Find all possible topological-sortings of graph G 
A topological ordering of G is an ordering of the nodes as $v_1,v_2,...,v_n$ so that all edges point "forward": for every edge $(v_i,v_j)$, we have $i<j$.
Moreover, the first node in a topological ordering must be one that has no edge coming into it. Analogously, the last node must be one that has no edge leaving it.

What are the topological-sortings of the following graphs?
$G_1$:

Topological Sortings: (solution is from book, so it is correct)

*

*a b c d e

*a c b d e

*a c d b e

Okay, so if I draw the graph like a "tree" we have:

Why is a topological-sorting [a c b d e] possible if there is no path from $c$ to $b$?
$G_2$:

Following the same rhythm from solution to $G_1$, I believe the following are all possible topological sortings in $G_2$:

*

*a b c d e f

*a b d c e f

*a b d e c f

*a d b c e f

*a d b e c f

*a d e b c f

 A: In general a topological sorting will introduce relationships that were not present in the original partial order; the only requirement is that it correctly represent every relationship that is present in the original partial order.

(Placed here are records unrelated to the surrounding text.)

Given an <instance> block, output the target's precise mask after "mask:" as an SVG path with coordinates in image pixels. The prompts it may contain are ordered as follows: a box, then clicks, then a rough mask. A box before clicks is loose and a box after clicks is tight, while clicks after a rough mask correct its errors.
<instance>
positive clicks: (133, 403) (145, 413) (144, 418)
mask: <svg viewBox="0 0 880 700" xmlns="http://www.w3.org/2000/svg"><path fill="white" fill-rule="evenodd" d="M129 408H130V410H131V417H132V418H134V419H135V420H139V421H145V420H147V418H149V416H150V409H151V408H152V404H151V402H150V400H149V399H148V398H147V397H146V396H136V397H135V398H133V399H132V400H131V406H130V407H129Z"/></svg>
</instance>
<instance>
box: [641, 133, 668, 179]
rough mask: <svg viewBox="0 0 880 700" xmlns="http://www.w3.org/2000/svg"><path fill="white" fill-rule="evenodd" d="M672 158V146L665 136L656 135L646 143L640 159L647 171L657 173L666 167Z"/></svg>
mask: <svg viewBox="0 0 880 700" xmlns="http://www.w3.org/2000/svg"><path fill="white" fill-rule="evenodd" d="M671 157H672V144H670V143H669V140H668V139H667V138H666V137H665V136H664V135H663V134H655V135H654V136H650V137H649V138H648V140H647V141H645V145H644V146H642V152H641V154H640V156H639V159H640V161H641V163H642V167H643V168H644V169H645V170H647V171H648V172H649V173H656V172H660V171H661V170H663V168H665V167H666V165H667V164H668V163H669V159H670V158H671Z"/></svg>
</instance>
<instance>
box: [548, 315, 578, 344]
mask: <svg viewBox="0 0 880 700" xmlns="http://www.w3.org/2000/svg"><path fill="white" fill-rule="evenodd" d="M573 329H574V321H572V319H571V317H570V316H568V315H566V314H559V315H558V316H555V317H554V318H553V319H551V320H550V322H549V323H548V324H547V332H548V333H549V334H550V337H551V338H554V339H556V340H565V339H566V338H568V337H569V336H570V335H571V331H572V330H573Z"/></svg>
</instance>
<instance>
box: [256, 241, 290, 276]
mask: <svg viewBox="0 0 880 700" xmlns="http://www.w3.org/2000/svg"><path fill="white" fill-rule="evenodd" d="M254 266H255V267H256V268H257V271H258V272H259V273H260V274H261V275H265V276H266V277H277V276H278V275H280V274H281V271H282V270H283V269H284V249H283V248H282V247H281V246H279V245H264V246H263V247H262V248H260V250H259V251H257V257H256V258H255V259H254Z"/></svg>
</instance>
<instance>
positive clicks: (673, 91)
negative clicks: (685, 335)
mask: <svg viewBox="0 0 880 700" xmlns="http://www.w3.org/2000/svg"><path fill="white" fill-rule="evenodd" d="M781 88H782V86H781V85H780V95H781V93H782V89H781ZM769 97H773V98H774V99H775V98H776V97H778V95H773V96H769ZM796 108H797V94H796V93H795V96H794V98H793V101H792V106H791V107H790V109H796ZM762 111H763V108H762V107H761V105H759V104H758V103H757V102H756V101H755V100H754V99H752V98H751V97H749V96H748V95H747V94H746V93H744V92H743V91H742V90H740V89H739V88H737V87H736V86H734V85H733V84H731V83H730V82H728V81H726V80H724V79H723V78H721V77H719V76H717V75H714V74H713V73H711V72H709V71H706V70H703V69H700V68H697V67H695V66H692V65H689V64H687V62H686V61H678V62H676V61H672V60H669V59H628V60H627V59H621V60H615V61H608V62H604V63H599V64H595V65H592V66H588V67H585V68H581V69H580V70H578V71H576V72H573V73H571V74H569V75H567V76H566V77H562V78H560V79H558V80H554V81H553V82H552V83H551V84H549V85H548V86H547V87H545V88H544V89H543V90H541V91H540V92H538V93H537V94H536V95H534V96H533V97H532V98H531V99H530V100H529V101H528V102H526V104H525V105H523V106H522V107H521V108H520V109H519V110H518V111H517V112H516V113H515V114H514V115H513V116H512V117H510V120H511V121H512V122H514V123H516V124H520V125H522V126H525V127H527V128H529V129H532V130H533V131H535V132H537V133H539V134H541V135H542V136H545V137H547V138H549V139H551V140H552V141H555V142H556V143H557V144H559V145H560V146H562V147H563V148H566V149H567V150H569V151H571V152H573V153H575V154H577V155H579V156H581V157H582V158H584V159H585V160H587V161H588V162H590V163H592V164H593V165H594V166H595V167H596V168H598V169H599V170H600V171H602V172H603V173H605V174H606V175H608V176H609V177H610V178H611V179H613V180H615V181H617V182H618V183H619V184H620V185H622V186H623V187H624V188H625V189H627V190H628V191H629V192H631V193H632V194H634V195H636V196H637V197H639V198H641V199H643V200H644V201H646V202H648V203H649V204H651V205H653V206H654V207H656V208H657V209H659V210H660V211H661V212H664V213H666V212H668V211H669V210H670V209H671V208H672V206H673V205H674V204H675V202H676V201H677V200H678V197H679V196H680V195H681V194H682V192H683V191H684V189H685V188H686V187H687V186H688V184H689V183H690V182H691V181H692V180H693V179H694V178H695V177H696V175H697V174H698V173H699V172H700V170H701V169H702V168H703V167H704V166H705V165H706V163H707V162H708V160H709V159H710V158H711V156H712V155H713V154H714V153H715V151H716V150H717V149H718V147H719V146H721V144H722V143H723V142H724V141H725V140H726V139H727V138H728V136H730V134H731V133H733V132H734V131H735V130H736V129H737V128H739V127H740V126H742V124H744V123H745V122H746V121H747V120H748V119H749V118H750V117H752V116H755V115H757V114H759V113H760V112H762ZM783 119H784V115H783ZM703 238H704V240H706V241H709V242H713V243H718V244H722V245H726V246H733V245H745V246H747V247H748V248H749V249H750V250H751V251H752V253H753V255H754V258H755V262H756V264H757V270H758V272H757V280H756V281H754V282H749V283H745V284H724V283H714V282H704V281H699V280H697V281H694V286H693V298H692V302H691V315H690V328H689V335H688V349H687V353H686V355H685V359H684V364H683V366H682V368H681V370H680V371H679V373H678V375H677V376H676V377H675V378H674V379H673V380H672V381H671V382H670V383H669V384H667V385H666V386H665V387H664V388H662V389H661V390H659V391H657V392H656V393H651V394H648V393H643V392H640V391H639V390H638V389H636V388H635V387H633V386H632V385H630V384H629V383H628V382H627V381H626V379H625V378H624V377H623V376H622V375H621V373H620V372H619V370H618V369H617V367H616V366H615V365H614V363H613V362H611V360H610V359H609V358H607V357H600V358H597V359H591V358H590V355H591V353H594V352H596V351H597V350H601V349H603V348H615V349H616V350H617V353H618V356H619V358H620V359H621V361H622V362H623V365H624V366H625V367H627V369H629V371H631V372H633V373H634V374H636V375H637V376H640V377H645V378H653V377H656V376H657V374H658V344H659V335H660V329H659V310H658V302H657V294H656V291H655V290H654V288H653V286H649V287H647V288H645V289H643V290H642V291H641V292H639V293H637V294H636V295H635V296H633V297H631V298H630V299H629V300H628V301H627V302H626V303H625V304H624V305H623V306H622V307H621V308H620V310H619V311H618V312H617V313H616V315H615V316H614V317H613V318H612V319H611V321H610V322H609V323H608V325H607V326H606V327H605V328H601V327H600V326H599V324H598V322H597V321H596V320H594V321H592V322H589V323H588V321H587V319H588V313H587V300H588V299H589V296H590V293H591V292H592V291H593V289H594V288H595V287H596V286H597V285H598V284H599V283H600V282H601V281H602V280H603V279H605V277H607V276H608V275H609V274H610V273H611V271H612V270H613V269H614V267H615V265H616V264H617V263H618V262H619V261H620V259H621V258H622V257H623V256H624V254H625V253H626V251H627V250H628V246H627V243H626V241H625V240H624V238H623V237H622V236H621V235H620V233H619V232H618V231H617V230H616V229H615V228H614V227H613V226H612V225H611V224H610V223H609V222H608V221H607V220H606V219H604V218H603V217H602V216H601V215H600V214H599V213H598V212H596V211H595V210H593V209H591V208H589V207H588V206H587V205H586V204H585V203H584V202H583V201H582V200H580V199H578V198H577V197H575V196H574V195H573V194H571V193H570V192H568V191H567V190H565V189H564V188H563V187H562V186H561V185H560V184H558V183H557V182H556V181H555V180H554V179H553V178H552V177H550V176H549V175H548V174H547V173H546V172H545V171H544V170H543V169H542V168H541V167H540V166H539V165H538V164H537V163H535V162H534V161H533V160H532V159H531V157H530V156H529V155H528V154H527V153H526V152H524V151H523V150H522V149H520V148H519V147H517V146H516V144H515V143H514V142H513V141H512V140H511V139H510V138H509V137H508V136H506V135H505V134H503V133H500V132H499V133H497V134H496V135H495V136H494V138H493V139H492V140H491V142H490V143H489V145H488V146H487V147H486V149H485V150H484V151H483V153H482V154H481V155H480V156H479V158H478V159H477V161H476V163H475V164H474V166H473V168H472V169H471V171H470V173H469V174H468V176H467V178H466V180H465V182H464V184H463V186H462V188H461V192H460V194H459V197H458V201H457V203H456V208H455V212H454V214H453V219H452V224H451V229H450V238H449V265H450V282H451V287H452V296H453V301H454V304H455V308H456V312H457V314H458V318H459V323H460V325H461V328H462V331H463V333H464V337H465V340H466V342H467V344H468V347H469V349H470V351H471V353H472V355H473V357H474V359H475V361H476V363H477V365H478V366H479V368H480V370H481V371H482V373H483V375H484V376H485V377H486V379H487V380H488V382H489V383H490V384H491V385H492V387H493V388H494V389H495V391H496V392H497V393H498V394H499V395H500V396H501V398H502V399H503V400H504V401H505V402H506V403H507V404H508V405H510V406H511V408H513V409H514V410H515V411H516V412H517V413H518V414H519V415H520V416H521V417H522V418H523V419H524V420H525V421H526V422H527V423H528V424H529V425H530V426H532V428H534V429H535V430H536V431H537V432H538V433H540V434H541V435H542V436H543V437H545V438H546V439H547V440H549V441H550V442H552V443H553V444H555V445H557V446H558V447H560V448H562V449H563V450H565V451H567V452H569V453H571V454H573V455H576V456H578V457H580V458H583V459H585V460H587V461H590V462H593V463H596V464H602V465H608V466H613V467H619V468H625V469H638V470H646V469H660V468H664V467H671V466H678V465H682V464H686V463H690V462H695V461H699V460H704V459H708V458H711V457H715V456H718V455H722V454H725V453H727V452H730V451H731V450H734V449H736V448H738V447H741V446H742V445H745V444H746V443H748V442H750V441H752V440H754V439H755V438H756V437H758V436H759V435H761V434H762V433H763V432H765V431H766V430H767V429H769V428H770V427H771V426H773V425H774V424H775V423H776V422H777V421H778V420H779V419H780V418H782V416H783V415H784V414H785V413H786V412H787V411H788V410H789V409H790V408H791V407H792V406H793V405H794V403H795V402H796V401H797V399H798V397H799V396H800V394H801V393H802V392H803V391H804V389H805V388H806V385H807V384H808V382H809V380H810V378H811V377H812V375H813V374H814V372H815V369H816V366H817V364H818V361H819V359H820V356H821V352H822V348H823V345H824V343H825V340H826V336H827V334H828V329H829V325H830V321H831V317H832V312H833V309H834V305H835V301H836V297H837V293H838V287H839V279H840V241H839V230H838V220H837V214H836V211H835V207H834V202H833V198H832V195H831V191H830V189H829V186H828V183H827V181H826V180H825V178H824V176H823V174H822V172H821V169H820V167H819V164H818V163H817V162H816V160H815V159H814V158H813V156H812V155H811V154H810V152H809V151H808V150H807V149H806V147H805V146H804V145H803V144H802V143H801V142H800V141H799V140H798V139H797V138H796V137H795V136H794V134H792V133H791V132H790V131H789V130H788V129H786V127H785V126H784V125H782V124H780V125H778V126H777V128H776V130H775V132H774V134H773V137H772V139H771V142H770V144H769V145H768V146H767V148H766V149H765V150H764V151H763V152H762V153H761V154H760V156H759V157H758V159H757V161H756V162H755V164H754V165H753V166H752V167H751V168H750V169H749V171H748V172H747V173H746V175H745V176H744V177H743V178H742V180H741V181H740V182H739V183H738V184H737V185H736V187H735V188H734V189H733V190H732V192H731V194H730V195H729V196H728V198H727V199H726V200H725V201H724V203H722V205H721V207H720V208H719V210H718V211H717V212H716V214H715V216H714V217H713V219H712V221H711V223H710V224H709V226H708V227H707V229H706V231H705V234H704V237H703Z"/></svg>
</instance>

Here $acbde$ is fine, because it preserves all of the relationships in $G_1$: it has $a$ before each of the other elements, just as $G_1$ does; it has $c$ before $d$ and $e$, just as $G_1$ does; and it has $b$ before $e$, just as $G_1$ does. $G_1$ doesn’t specify any relationship between $b$ and $c$, so the topological sort is allowed to put them in either order. (Note that you could have made exactly the same kind of objection to $acdbe$, since there’s no path from $d$ to $b$ in $G_1$.)
In any topological sort of $G_2$, $a$ must come first, and $f$ must be last. It’s also true that $b$ must come before $c$, and $d$ before $e$. There are $\binom42=6$ ways to pick two of the four spots between $a$ and $f$ to use for $b$ and $c$. Once those are picked, you can fill them with $b$ and $c$ in only one way, since $b$ has to come before $c$, and you can fill the other two with $d$ and $e$ in only one way. Thus, there are $6$ possible topological sorts, and you’ve correctly found all of them.
A: A tip for visualizing topological orders of (directed acyclic) graphs: 
You can visualize them by taking the (ordered) list of vertices, and drawing the edges of the graph between the elements. So for the first question, take the list [a c b d e], and draw out the edges (I'll follow your lead and give an illustration myself):

Notice that all edges indeed point "forward". Therefore we have, by your own definition, a topological order. As for the second part, I assume that Brian M. Scott's response suffices.